GantMan / nsfw_model

Keras model of NSFW detector
Other
1.8k stars 279 forks source link

Migrate to Tensorflow 2.1 #51

Closed TechnikEmpire closed 4 years ago

TechnikEmpire commented 4 years ago

In addition, with a simple argument (included in scripts in repo) you can easily convert the emitted model to TFJS using the official converter/optimizer.

I have the fully trained mobilenet model described above temporarily here:

https://technikempire.com/nsfw_model_mobilenet_v2_140_224.zip

Please attach it to a release so everyone can have at it here on the repo.

The ReadMe and the fancy confusion matrix graphics will need to be updated. Also the prediction code probably needs a little work to make it an importable module if you still want that as it was with TF1 version.

GantMan commented 4 years ago

I was looking at the size of the TFJS model - is it much larger bc it's Mobilenet v2?

Should we have a quantized version? Look how small the quantized TFJS model was https://github.com/infinitered/nsfwjs/tree/master/example/nsfw_demo/public/quant_nsfw_mobilenet

I'll wait to hear back before I do the release.

TechnikEmpire commented 4 years ago

Yeah I noticed the size as well. I think its maybe because of all the extra nodes (if you look at the frozen graph in netrron). Seems v2 does a much more complex structure than v1. Definitely worth having the quantized version or exploring additional optimization methods. I had to struggle like mad just to get v2 to export a proper frozen model that would function outside of TF so I'm not sure what more can be done outsize of quant for the js version.

If you can convert the layers to FP16 you can half the model size. That's what I did for my purposes but that's a Intel Openvino model.

mycaule commented 4 years ago

Very instructive Pull Request, great that you migrated the code!

You can also change the depth of the Mobilenet v2 network, as it comes with various sizes (already quantized pre-trained models), see this query on TFHub.
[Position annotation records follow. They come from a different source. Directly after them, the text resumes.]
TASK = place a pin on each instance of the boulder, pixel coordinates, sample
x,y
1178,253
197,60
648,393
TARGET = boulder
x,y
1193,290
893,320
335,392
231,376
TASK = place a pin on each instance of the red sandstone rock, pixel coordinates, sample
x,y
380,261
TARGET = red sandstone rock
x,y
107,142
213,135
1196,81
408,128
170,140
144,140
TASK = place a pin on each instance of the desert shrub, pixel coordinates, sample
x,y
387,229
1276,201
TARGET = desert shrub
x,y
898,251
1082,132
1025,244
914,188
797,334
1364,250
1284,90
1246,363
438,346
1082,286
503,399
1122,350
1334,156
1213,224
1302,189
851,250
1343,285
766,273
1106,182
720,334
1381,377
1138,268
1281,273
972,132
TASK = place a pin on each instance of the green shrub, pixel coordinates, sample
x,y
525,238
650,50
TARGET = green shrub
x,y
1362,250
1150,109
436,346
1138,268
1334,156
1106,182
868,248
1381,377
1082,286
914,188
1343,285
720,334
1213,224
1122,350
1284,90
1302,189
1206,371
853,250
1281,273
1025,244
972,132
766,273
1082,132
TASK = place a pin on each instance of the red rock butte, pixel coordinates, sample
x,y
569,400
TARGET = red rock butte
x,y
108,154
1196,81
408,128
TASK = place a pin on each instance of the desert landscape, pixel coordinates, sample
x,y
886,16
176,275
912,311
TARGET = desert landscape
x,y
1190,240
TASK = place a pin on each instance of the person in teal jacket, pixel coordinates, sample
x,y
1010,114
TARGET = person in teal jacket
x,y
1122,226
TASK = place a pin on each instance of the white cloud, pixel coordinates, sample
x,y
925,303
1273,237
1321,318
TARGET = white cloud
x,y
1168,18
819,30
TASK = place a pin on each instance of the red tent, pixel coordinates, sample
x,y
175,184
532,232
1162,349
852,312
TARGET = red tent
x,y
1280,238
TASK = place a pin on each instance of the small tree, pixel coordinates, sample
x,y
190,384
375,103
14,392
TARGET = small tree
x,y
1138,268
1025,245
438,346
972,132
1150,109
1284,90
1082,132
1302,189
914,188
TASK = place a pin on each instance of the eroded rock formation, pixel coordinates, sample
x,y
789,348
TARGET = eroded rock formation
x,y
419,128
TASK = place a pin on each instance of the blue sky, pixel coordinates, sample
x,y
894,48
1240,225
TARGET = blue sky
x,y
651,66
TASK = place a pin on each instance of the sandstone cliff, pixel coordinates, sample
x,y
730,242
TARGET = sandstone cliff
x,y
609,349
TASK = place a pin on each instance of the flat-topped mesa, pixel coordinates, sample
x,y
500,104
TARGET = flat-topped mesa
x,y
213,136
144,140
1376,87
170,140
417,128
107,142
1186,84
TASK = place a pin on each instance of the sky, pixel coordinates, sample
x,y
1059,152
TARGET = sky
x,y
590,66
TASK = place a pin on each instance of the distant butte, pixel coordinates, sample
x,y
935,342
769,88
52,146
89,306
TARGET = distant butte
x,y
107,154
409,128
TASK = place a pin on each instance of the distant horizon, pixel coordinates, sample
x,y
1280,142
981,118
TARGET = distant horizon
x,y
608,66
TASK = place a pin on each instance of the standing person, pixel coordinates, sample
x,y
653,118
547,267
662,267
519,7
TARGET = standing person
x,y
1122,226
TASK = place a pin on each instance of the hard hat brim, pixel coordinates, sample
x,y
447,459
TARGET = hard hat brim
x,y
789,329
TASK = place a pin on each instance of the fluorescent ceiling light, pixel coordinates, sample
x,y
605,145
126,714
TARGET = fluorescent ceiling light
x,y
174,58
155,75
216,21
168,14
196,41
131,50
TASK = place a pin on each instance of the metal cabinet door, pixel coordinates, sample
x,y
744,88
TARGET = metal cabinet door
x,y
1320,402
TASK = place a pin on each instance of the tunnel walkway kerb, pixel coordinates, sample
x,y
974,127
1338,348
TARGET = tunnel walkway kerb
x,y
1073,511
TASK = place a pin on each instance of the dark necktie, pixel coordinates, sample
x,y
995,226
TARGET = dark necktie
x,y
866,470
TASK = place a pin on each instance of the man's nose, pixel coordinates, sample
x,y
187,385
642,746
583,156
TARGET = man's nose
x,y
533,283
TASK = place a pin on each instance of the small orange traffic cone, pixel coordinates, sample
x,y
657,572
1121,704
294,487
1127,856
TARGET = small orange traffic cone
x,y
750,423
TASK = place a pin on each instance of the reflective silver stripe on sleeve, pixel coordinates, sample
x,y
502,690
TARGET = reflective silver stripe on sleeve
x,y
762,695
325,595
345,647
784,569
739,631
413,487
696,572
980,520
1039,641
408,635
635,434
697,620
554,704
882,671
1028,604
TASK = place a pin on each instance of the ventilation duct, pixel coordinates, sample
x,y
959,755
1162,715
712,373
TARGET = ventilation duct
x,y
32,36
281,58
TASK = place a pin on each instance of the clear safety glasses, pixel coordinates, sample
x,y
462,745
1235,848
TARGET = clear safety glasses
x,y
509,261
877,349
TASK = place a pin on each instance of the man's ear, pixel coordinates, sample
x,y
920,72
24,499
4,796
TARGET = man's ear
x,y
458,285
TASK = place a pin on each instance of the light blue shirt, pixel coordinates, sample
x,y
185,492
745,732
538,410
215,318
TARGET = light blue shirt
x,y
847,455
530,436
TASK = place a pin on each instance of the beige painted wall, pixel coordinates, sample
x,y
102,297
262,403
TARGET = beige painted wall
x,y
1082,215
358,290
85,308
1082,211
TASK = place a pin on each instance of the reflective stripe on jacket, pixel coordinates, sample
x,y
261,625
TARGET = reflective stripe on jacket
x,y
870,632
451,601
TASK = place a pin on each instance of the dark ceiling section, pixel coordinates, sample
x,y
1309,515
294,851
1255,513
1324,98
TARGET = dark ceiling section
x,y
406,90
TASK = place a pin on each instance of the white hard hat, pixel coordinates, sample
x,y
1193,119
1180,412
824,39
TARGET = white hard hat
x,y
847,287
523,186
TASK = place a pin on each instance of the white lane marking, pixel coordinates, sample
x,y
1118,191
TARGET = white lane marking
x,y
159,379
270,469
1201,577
Mobilenets come in various sizes controlled by a multiplier for the depth (number of features) in the convolutional layers. They can also be trained for various sizes of input images to control inference speed. _This TF Hub model uses the TF-Slim implementation of mobilenetv2 with a depth multiplier of 1.3 and an input size of 224x224 pixels. This implementation of Mobilenet V2 rounds feature depths to multiples of 8 (an optimization not described in the paper). Depth multipliers less than 1.0 are not applied to the last convolutional layer (from which the module takes the image feature vector).

You were using imagenet/mobilenet_v2_130_224 (20Mb with a depth multiplier of 1.30 and expected image size of 224x224). To meet @GantMan filesize target, you can change the first value from 1.30 to 0.50 (imagenet/mobilenet_v2_050_224 7 Mb) for example, it may reduce the tfjs model size by a factor of 3.

From what I have learned from the "Tensorflow philosophy", it also looks easier to just reuse quantized pre-trained models, than quantizing your own trained model (requires more advanced knowledge).

It can also be interesting having a Google Colab where to retrain easily since you said it now only requires less than 1 hour compute time on a mainstream CPU, it should then be faster with their free GPU or TPU. The only problem is to have a wget command with the sensitive datasets in that notebook. Ideally users would expect to have the accuracy for every model served in this repo, in fact accuracy decreases with conversion and quantization of the original SavedModel.

TechnikEmpire commented 4 years ago

@mycaule Yeah you make good points. I forgot I used the large model. For clarity, the training ~1 hour is still using the GPU. I was using an RTX 2060. I found that the major bottleneck in training was from the CPU having to constantly resize input images down to 224x224 as it fed the training process.